Les effets de la violence sur les civils

Comme l’alerte Stéphanie, la violence armée mène au chaos et à l’effondrement de la société, des structures sociales et accentue les prémices d’une crise économique. Les civils se retrouvent dans une société sans repères, sans moyens de subsistance et avec l’obligation de fuir leur lieu de vie. Cela amène à des déplacements massifs de populations et à une multiplication des violences en tout genre. Ces violences sont davantage accentuées auprès de catégories de personnes vulnérables comme les femmes, les jeunes filles, les enfants ou encore les personnes âgées ou en situation de handicap. Les femmes et les jeunes filles sont la cible de violences sexuelles et basées sur le genre utilisées dans ce contexte comme une arme de guerre. Stéphanie illustre son propos en évoquant son expérience d’accompagnement auprès des femmes victimes de violences sexuelles, dont le nombre n’a cessé d’augmenter parallèlement à la montée des violences armées dans l’Est de la République Démocratique du Congo.

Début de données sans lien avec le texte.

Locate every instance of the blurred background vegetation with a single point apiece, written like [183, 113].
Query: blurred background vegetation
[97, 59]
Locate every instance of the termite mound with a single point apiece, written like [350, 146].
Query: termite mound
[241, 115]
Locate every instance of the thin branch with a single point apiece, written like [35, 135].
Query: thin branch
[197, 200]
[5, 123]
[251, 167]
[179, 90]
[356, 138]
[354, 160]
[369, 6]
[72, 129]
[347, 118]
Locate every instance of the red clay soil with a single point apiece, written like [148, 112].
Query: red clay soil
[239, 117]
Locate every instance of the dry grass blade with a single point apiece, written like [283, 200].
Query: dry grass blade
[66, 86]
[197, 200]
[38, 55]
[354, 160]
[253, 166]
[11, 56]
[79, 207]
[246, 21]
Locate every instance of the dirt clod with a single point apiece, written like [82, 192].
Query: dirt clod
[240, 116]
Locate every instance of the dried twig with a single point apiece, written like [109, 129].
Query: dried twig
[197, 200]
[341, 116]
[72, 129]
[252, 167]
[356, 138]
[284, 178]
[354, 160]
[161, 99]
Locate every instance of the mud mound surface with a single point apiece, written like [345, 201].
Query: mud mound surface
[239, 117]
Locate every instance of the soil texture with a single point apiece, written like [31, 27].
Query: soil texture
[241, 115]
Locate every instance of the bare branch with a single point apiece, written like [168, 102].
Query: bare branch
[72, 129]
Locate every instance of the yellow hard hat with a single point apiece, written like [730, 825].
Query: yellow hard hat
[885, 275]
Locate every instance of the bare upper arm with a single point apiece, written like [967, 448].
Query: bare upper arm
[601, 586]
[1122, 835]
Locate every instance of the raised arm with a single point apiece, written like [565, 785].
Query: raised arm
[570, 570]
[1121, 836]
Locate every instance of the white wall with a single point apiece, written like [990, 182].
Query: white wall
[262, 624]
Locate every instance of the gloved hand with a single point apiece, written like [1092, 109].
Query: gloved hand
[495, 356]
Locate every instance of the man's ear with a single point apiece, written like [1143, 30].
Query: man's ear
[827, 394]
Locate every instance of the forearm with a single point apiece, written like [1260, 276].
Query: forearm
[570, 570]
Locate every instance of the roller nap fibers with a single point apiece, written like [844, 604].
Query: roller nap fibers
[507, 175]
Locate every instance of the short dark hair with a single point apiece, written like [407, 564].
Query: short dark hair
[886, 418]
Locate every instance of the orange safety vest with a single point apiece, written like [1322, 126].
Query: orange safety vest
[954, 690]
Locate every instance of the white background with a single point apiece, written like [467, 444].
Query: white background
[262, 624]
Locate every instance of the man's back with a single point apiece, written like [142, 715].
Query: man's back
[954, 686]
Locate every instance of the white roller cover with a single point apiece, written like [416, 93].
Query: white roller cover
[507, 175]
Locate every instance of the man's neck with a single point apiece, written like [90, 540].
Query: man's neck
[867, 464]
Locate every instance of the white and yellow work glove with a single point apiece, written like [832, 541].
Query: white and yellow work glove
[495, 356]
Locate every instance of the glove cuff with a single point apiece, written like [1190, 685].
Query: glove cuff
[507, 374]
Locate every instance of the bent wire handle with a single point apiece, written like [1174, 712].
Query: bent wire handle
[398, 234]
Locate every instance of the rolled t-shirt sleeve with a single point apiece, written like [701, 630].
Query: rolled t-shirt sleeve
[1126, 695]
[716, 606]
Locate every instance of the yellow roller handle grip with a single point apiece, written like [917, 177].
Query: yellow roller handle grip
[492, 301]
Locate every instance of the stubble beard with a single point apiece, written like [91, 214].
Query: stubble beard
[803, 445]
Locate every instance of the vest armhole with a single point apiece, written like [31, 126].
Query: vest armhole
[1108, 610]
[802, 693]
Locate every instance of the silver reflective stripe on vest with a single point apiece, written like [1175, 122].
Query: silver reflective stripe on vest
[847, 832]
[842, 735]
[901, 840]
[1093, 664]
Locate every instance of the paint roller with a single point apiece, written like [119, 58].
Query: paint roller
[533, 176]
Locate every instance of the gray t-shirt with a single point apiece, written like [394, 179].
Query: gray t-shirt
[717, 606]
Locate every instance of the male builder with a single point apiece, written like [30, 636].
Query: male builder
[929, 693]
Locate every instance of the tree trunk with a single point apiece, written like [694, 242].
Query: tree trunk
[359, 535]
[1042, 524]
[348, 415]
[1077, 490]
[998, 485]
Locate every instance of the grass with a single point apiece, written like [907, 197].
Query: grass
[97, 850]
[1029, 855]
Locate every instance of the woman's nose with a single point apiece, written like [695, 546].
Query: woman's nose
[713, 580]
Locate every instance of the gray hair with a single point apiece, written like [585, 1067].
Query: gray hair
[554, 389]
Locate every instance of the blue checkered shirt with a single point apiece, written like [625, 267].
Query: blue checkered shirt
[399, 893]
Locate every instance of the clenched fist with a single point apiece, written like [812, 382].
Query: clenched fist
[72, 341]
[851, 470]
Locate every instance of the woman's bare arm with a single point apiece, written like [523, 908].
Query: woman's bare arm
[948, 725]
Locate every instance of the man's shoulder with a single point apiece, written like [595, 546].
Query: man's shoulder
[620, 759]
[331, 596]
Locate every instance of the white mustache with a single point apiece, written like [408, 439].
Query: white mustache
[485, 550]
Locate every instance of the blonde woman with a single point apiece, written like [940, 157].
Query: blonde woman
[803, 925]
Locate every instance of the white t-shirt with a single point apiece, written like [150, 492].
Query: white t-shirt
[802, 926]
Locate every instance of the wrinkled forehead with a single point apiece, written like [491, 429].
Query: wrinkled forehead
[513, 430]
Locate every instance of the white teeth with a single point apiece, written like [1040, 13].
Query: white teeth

Ces violences sexuelles et basées sur le genre entraînent d’autres souffrances telles que la honte ou le rejet. Les femmes et jeunes filles victimes se voient stigmatisées par la société, abandonnées par leurs proches, portant parfois dans leurs bras un enfant né d’un viol.

Stéphanie attire également l’attention sur les enfants qui peuvent être contraints de rejoindre les forces armées. Privés d’école, arrachés à leur famille, ces enfants voient leur enfance leur être volée. Elle souligne aussi les risques dus aux mines non explosées, véritables pièges auxquels les enfants peuvent être exposés par inadvertance ou curiosité dans les zones de conflit. L’ONG Rewodi, en partenariat avec l’organisation internationale Street Child UK, a d’ailleurs mené le programme Endeleya afin d’accompagner les enfants victimes de la violence armée en répondant à leurs besoins éducatifs, psychosociaux et de protection. Un programme jugé nécessaire par Stéphanie, qui constate que la violence armée a affecté les enfants à un point tel qu’ils reproduisent la guerre dans leurs jeux. Elle termine en mettant en lumière le sort des personnes âgées et des personnes en situation de handicap. Laissées pour compte, elles subissent non seulement la violence directe mais aussi l’isolement et l’abandon. Privées de protection et de ressources, elles deviennent parmi les plus vulnérables et les plus fragiles face aux conséquences de la guerre. 

 

Garantir l’accès et la sécurité

Pour Stéphanie, le plus grand défi demeure l’accès aux communautés qui ont le plus besoin d’aide. Et pour cause, les zones touchées par les conflits sont dangereuses et parfois même difficiles d’accès, rendant toute intervention extrêmement complexe. Pour y faire face, elle souligne l’importance de définir un cadre d’intervention clair, fondé sur le dialogue et la négociation avec les parties au conflit permettant ainsi aux organismes humanitaires d’avoir des garanties afin de pouvoir circuler et délivrer l’assistance nécessaire. Elle rappelle que, même lorsque les humanitaires sont amenés à échanger avec les acteurs étatiques ou groupes armés, ils se doivent de conserver une neutralité stricte, y compris dans l’assistance apportée aux communautés, afin de respecter leur mandat. Elle fait cependant remarquer que cette neutralité peut être mise à l’épreuve dans certaines situations de violence extrême.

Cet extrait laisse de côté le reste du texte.